There was a moment’s silence. Finally, Annie broke it. “Cannibals, I think you mean, Bertha. Although I’m not quite sure that I see the connection between civilizing natives and teaching children.”

“Well,” said Bertha distantly, “that’s what Elsa says.”

Margaret tried to speak, but found that she had to clear her throat twice before she could manage to get the words out. “I . . . I’m sure Dr. Gainwell will do an admirable job,” she said. She found that she could not see through the tears that suddenly welled up in her eyes. Hastily, she pushed back her chair. “If you’ll excuse me, I just remembered something I have to do upstairs.” She stood and fumbled her way to the door, feeling Bertha’s sharp glance like a knife between her shoulder blades.

“It’s all right, Maggie,” Annie said. “You can do it later.” Margaret paused with her hand on the knob, realizing that Annie did not want to give Bertha the satisfaction of knowing that she had delivered a telling blow.

“There’s no call to fret, Miss Nash,” Bertha remarked, with some sympathy. “It won’t come to nothin’, cannonballers or not. Everybody’s hopin’ that t’ trustees’ll give t’ place to you.” She pushed her empty cup forward. “Is there more tea in that pot, Annie? Another cup would go down right well.”

Annie stood and went to the kitchen range, where she opened the oven door, took out the iron pot, and lifted the lid. “I think our supper is just about ready, Bertha. If you don’t mind, that is.”

Bertha sighed heavily. “Well,” she said, putting both hands on the table and hoisting herself to her feet, “I s’pose I’d better get home and see to Mr. Stubbs’s meal. Steak and kidney pie tonight, is what it is.” She cocked her head to one side and added, thoughtfully, “Mission’ry, eh? Wonder if he’s got any magic lantern slides, like that gentl’man who give that speech at t’ Sawrey Hotel last year. He was a fine talker, he was. And them pictures of brown nekkid baby cannonballers with dirty old crab shells strung around their fat necks. Well, all I’ve got to say is—”

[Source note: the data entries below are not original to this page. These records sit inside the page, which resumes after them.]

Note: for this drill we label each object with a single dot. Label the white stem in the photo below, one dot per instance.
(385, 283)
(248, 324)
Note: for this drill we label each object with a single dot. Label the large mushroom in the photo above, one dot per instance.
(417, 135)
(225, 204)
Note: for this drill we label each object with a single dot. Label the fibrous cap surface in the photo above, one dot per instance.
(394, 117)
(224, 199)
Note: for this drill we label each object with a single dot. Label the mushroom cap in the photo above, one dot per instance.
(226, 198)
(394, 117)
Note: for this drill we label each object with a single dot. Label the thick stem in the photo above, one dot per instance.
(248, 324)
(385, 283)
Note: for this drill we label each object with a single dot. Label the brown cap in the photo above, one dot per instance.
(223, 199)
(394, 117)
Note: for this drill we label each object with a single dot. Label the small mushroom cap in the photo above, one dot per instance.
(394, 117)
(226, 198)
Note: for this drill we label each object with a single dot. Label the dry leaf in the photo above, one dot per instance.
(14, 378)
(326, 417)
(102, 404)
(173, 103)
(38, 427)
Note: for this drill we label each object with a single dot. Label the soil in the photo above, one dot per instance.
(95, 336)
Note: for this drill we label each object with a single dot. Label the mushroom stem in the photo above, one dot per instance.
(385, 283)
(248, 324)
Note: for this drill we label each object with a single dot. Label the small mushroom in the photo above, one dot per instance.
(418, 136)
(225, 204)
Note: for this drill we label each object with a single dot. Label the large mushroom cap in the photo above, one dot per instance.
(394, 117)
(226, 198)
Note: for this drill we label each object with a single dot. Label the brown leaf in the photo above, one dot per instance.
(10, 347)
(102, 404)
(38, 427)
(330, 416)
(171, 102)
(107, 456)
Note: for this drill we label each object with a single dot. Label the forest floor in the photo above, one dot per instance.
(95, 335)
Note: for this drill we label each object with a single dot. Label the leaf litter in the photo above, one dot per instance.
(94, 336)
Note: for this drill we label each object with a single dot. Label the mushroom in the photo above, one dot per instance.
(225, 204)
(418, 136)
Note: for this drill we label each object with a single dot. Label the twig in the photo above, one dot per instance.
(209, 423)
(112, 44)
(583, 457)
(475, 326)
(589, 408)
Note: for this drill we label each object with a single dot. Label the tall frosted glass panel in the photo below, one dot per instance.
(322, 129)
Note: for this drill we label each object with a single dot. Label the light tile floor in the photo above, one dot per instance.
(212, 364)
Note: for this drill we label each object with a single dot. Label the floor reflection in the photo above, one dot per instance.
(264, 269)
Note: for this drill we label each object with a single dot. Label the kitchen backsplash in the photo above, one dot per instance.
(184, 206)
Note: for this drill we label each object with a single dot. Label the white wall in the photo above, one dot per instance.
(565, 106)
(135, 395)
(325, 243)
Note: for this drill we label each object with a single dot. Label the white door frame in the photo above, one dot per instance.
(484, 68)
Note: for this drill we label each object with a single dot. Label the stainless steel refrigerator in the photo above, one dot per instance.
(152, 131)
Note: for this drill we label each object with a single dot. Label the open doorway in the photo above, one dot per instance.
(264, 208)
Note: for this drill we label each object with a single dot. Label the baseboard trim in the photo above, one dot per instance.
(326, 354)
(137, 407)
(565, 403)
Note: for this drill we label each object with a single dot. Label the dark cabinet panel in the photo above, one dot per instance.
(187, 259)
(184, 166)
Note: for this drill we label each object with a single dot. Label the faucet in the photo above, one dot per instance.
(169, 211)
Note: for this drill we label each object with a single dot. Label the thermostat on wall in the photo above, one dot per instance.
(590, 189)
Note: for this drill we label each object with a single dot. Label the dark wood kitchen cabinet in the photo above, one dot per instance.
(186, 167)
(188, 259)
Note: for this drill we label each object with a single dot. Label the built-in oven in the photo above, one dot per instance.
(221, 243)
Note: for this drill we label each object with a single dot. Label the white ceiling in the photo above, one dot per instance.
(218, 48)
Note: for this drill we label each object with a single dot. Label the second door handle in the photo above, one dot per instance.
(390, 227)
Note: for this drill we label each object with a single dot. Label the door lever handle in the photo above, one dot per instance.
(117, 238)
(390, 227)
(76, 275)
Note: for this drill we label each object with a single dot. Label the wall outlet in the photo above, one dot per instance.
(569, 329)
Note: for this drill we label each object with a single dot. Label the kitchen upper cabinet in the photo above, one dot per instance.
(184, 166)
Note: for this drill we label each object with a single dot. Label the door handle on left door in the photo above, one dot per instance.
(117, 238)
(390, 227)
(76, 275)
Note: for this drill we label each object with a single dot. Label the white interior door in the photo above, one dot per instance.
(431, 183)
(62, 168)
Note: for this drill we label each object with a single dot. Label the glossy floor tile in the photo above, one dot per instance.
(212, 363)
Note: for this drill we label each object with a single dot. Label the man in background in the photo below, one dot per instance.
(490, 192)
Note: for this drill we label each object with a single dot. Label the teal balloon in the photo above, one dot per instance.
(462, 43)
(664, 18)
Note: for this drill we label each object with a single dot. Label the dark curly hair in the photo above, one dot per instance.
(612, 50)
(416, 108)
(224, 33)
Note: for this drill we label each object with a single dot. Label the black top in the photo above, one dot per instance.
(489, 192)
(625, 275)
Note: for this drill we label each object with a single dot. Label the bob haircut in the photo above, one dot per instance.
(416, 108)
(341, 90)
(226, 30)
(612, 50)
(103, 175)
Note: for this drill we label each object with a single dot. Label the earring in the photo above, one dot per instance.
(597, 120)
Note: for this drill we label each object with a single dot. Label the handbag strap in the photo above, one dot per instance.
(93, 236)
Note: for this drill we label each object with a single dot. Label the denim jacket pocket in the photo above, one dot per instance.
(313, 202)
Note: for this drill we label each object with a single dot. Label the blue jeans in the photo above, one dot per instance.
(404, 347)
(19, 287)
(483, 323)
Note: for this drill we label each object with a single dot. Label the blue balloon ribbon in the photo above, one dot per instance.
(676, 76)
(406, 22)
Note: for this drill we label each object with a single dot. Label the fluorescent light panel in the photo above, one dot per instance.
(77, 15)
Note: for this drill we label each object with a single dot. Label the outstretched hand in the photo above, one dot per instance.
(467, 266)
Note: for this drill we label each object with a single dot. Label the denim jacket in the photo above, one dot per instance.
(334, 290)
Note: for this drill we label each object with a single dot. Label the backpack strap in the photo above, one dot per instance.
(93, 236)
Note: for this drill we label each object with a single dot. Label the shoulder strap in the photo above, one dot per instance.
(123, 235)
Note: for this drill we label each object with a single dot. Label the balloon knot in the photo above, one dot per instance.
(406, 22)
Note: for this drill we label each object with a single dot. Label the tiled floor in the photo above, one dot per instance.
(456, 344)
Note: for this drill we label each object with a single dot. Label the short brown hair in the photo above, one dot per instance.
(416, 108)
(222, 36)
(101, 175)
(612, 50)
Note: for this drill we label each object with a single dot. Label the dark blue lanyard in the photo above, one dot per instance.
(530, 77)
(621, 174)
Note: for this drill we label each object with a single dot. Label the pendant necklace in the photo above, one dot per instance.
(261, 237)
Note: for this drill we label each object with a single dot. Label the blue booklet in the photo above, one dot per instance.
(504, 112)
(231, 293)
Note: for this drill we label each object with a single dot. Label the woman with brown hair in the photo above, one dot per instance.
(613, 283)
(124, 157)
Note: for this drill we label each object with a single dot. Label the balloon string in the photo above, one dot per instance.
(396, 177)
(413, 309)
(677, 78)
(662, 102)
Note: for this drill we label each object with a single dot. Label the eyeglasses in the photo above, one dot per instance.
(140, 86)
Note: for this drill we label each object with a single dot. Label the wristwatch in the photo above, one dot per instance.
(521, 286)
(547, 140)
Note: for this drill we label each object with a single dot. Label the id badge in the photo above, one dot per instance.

She was still saying it as Annie closed the door behind her.

“Oh, Annie!” Margaret cried, and burst into tears.

Annie held her sister in her arms. “Don’t cry, Maggie,” she whispered. “I’m sure the trustees will realize that you’re the better choice for the school. They can’t possibly mean to hire a man who doesn’t know anything about—”

“But he’s a graduate of
Oxford
!” Margaret wailed disconsolately. “He’s Lady Longford’s candidate! And you know that she always gets what she wants, no matter how horrid it is for other people.”

This time, Annie couldn’t think of anything comforting to say.